Greenstone is the developer behind the Kendall Yards urban development on the north side of the Spokane River, northwest of downtown Spokane. Mead Works will be about five times the size of the Kendall Yards neighborhood and have a similar mixed-use urban development environment, Frank says. Once complete, the neighborhood development will have 1,400 residential living units and 1 million square feet of commercial space.
The development will take 20 years to complete, with an estimated total construction cost approaching $1 billion.

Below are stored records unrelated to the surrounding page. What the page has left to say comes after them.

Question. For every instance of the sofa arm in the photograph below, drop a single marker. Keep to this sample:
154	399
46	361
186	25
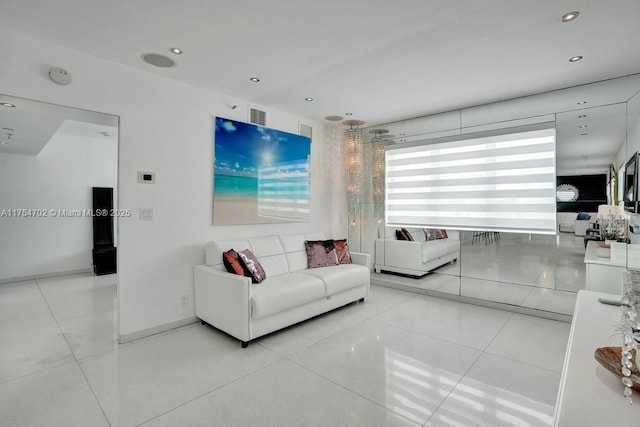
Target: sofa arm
404	254
360	258
223	300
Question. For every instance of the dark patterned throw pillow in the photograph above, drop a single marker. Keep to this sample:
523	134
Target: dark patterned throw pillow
434	234
320	253
342	250
232	262
407	234
253	267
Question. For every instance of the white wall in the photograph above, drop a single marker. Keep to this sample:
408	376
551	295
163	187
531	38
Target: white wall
167	127
59	177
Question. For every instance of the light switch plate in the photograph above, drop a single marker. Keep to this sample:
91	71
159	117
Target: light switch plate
146	214
145	177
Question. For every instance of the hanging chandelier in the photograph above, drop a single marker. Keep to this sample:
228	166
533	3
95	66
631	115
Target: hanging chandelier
353	168
378	172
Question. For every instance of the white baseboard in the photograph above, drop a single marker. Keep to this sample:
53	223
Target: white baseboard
144	333
476	301
45	275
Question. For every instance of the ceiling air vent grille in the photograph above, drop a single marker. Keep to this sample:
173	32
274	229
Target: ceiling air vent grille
257	117
305	130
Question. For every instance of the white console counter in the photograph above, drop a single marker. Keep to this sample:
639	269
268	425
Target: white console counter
604	268
590	395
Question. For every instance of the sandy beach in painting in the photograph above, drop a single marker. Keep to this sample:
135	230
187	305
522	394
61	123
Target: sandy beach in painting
236	210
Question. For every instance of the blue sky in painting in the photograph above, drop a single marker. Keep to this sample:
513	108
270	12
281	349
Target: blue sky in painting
242	148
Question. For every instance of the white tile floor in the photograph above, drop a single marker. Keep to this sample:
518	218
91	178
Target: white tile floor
397	359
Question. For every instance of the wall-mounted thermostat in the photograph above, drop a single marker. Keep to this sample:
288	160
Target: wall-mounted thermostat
146	177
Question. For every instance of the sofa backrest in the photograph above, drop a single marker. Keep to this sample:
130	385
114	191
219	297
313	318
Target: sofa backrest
277	254
417	233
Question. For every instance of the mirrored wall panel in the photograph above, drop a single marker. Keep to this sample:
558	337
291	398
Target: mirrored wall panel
597	131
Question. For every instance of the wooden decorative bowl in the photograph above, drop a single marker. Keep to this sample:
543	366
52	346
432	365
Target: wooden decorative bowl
610	357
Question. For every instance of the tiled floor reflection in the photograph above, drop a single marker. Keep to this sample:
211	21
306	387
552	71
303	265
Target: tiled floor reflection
398	359
543	273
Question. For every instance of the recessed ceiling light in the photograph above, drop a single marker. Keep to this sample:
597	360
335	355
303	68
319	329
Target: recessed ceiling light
158	60
568	17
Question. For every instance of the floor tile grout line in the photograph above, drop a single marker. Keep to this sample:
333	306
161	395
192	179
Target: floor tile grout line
221	386
462	377
359	321
352	391
75	358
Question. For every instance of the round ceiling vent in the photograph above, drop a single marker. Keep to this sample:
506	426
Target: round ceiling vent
567	193
158	60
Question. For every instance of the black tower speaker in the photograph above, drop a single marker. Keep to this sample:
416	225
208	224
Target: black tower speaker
104	253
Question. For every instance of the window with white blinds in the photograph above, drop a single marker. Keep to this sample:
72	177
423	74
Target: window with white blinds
495	183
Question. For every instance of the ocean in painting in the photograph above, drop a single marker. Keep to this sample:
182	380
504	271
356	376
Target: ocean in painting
238	186
261	175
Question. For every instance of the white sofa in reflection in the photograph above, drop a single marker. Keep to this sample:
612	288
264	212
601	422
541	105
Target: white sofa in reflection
415	258
568	223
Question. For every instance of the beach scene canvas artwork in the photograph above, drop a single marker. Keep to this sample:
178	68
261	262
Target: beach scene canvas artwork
261	175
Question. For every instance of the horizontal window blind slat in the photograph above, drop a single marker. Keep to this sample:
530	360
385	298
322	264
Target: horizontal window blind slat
504	182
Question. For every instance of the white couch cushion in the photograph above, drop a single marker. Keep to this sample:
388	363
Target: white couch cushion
278	294
295	251
214	250
270	255
341	277
434	249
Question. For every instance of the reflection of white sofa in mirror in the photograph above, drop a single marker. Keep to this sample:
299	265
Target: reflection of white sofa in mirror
415	258
568	223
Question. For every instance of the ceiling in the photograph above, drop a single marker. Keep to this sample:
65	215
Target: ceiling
27	128
380	60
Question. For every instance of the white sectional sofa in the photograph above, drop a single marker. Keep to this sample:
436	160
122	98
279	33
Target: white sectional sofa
568	223
415	258
290	293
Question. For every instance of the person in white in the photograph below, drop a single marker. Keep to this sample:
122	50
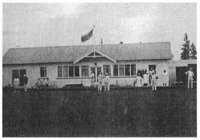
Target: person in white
107	82
154	81
92	79
150	75
190	75
165	78
145	79
100	81
138	80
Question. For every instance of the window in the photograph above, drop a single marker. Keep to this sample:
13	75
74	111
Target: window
152	67
65	71
43	72
71	71
106	69
115	70
18	74
121	70
133	69
59	71
85	71
76	71
127	70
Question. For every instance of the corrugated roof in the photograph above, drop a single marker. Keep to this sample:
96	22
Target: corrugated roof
139	51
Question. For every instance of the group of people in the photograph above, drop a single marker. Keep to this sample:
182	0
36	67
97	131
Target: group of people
100	80
24	81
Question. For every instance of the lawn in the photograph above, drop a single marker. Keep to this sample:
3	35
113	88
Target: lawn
124	112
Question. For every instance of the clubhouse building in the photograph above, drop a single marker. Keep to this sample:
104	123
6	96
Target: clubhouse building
64	65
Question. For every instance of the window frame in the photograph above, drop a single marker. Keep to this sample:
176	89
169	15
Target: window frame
43	69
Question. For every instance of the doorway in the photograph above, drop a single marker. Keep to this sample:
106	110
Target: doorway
18	74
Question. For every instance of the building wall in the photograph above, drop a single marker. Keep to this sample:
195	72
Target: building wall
177	63
33	73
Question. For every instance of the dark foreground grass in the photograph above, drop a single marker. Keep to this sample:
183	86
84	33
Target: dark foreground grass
137	112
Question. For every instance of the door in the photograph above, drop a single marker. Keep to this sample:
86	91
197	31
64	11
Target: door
18	74
22	72
180	74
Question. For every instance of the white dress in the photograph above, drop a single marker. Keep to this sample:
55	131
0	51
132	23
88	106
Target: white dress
138	81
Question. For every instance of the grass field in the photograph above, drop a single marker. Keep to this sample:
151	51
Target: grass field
126	112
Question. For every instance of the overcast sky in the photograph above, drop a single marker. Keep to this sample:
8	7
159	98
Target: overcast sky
40	25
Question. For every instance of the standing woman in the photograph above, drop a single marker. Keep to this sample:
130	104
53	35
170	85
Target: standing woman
92	79
100	81
154	81
107	82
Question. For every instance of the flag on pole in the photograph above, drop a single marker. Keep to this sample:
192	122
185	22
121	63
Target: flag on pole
87	36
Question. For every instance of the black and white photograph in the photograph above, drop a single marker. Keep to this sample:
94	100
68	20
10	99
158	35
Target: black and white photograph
111	70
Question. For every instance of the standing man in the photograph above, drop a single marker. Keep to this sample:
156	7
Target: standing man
16	84
145	79
107	82
150	75
25	79
154	81
165	78
190	75
100	81
92	79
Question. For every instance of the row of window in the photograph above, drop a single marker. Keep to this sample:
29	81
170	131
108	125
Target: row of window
118	70
124	70
72	71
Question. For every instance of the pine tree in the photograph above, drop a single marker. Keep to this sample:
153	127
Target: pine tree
186	48
193	52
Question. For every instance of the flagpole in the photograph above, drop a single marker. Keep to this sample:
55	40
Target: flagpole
94	40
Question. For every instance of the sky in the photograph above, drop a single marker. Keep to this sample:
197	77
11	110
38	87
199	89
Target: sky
63	24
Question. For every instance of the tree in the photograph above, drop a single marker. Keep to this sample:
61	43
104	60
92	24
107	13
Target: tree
186	48
193	52
188	52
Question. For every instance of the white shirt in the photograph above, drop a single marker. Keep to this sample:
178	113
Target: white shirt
190	73
145	78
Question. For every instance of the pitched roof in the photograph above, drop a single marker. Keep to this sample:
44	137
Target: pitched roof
139	51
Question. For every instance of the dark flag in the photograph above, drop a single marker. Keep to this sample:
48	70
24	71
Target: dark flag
86	36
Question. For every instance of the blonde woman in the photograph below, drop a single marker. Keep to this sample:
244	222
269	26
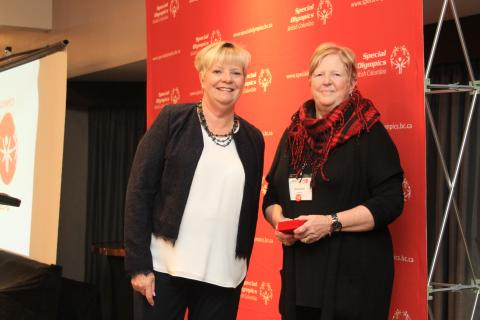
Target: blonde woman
192	198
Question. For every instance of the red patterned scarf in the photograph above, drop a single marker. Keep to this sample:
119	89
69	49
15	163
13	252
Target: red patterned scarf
311	139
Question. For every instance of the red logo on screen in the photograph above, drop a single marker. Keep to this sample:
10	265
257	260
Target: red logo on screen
174	7
8	148
324	10
400	58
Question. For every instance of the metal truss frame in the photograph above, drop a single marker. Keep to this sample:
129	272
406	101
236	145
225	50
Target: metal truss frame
472	88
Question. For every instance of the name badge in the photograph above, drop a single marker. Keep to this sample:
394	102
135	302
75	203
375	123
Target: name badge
300	189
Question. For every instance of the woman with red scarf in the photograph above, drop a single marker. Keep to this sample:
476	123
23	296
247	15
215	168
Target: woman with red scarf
337	170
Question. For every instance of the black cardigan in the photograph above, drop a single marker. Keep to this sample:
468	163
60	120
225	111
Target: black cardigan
161	176
350	274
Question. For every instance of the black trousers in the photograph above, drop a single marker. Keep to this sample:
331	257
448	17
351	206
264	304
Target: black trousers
174	295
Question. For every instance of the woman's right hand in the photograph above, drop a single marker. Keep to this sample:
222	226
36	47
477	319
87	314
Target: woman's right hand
145	285
274	214
287	239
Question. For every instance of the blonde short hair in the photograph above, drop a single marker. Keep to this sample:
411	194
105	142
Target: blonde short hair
345	54
221	51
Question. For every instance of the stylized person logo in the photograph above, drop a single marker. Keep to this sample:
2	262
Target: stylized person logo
8	148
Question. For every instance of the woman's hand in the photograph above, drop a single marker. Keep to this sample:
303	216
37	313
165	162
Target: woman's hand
315	228
286	239
145	285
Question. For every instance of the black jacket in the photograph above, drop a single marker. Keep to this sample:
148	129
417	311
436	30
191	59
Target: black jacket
161	176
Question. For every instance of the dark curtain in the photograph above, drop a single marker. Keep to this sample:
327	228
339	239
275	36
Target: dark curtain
450	113
116	120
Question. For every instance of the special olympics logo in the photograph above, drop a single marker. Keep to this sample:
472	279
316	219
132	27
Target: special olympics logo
216	36
401	315
174	7
407	190
264	186
8	148
175	95
400	58
265	79
324	10
266	292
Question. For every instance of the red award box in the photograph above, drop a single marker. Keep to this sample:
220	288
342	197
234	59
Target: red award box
288	226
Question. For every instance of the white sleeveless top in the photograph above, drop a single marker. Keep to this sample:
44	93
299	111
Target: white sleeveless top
205	247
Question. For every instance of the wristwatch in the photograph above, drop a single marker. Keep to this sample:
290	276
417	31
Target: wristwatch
336	224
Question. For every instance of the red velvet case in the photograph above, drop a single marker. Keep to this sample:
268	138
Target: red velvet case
289	225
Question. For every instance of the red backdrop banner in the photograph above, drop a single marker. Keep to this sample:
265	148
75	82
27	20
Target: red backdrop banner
387	37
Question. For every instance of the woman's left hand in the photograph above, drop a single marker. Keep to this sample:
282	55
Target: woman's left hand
315	228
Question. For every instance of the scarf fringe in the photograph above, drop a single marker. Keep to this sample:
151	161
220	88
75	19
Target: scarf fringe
311	140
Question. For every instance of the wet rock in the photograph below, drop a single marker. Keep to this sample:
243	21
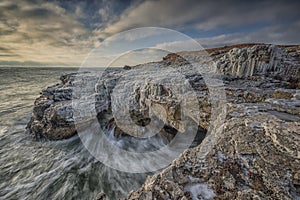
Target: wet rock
257	154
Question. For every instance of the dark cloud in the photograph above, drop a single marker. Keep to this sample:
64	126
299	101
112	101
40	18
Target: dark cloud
36	28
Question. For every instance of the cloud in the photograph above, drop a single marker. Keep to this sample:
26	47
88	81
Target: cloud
42	32
203	15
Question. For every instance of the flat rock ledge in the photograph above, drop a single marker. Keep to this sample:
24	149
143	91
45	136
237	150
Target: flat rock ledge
256	157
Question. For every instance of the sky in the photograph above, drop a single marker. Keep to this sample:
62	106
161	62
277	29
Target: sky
64	32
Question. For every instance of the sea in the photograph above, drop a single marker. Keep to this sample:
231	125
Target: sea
31	169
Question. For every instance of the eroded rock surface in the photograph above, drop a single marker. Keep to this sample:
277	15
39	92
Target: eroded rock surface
257	155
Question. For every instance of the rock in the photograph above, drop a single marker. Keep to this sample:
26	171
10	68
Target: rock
127	67
283	94
257	154
256	157
101	196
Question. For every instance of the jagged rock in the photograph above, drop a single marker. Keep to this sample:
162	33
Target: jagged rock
257	155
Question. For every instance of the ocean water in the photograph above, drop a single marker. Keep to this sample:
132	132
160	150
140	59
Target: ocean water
32	169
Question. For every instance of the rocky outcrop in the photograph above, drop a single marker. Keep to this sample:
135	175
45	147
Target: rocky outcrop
257	155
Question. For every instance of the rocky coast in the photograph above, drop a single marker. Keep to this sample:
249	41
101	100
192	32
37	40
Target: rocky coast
257	153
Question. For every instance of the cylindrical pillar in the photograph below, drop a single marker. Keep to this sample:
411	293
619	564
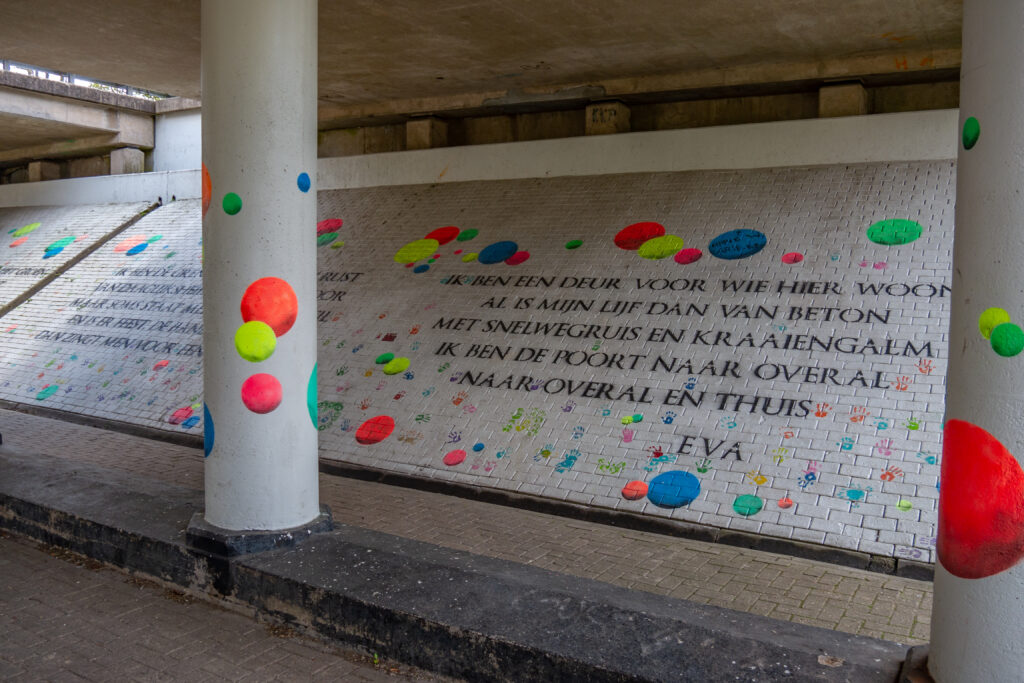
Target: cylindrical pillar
259	267
978	614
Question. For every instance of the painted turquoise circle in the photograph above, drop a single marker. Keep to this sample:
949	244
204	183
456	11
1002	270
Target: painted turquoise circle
748	505
497	252
737	244
673	489
231	204
208	433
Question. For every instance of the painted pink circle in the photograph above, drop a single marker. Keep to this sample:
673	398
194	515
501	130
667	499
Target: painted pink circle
793	257
517	258
687	256
261	393
634	491
454	458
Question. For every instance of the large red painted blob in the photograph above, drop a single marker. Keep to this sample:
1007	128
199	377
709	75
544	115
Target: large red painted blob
981	504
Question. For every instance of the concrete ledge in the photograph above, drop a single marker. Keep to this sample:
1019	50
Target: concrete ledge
454	612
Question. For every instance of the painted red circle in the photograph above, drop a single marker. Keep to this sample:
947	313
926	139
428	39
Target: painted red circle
454	458
270	300
329	225
634	491
375	430
793	257
261	393
443	235
631	237
517	258
687	256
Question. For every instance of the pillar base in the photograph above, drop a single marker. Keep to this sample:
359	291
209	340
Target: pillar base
229	543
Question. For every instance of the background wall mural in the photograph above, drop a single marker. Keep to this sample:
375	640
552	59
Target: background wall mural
760	350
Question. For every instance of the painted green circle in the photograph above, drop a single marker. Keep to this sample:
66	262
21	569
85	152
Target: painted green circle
894	231
1008	340
748	505
255	341
396	366
416	250
972	130
663	247
991	318
231	204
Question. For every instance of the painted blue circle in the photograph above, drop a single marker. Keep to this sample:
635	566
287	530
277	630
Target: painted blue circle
737	244
673	489
207	431
497	252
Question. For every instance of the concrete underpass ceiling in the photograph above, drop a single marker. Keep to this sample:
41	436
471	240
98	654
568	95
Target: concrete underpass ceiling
409	56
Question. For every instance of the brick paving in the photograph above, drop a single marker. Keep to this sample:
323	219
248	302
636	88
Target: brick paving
69	619
777	586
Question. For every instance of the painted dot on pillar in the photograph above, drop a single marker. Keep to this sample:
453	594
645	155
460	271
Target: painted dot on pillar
208	433
991	318
311	403
1008	340
231	204
375	430
972	131
270	300
207	189
255	341
261	393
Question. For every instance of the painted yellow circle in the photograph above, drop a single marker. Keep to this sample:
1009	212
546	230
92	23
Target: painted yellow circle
416	251
255	341
396	366
991	318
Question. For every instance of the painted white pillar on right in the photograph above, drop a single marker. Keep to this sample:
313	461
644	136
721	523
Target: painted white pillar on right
978	614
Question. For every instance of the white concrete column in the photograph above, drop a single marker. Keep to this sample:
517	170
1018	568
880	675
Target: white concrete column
978	614
259	269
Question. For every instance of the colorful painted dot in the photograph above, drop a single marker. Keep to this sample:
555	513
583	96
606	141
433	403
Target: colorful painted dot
261	393
270	300
416	251
231	204
748	505
396	366
659	248
991	318
632	237
687	256
443	235
894	231
497	252
737	244
375	430
453	458
255	341
208	432
634	491
674	489
972	131
1008	340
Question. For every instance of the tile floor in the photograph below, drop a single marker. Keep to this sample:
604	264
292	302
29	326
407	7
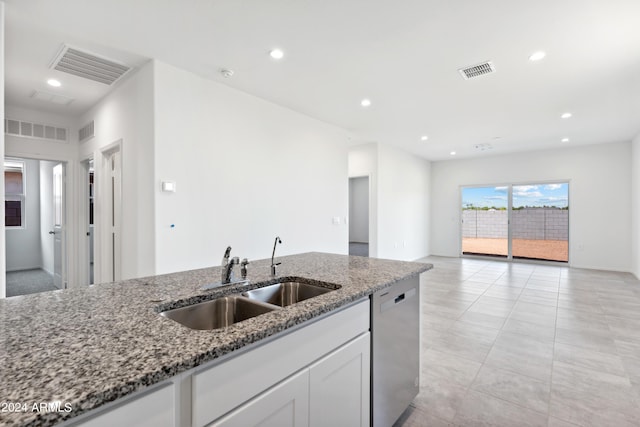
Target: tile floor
527	345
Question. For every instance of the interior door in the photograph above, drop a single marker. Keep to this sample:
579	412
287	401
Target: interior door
58	226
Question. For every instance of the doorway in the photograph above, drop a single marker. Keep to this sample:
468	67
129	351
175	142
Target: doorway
517	221
359	216
110	222
35	225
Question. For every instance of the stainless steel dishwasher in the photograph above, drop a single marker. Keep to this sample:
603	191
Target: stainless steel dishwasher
395	350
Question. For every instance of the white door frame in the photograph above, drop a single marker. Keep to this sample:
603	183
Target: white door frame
107	216
373	225
69	267
83	221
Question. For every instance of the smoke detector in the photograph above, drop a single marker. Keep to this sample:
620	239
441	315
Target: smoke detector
484	147
477	70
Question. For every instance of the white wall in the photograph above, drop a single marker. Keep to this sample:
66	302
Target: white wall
3	265
403	204
246	171
399	200
599	202
46	240
127	114
363	161
23	244
359	209
635	205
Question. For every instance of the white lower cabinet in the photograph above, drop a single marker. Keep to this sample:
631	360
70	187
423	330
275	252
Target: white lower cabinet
153	409
339	386
334	391
316	375
285	405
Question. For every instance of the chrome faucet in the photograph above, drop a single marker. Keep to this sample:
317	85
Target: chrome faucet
243	268
227	266
273	266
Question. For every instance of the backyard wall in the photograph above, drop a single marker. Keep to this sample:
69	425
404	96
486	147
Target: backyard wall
599	179
531	223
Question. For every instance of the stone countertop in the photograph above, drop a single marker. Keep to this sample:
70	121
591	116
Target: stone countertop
89	346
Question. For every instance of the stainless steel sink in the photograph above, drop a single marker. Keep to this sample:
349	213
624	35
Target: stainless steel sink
217	313
286	293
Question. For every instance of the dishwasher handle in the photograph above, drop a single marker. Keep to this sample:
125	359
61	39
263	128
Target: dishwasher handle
394	302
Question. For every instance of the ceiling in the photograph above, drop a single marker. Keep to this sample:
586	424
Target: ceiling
403	56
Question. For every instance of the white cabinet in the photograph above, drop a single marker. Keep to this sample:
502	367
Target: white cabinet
152	409
334	391
285	405
221	388
315	375
339	386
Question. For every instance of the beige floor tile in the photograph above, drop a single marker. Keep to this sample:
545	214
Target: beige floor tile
518	361
535	330
441	367
571	341
440	399
480	409
416	417
482	319
514	388
576	356
588	339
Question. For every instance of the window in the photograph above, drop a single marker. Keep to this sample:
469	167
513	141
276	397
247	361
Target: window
14	185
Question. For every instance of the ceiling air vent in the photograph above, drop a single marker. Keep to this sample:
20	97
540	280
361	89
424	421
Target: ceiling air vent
86	132
88	66
477	70
34	130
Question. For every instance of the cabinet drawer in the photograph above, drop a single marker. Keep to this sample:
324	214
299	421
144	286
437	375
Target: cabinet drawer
285	405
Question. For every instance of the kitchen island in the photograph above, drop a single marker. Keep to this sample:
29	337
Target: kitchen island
84	348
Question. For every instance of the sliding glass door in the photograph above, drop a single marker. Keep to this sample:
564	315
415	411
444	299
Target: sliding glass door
517	221
485	222
540	222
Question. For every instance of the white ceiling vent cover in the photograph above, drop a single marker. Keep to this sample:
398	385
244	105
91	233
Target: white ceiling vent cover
477	70
88	66
34	130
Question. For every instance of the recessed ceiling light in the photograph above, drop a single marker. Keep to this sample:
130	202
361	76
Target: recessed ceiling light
226	73
276	54
537	56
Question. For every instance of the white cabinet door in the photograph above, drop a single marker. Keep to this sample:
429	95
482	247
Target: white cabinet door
339	386
285	405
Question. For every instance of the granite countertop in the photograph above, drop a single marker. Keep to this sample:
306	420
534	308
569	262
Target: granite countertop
86	347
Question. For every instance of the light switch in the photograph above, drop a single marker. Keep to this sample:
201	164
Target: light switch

After the infrastructure work is complete, construction of the residential units will begin in the fall, followed by construction of commercial, mixed-use buildings.
Frank says the residential construction value is estimated at about $600 million, and the commercial construction will cost another $300 million to $400 million.
A range of housing is planned at the site, including single-family homes, cottage homes, townhomes, multifamily units, and residential units over retail space as well.
“We really like to build neighborhoods that have a wide and diverse range of housing, so there are opportunities for people in a lot of different living circumstances to find homes within our neighborhoods,” Frank says.
He says environmental cleanup at Mead Works is complete and adds that the U.S. Environmental Protection Agency and the Department of Energy issued notice in December that further environmental cleanup work is no longer needed at the site.
“There was a drainage pond for stormwater and a drainage line that went across the site, and that’s all been cleaned up now,” Frank says.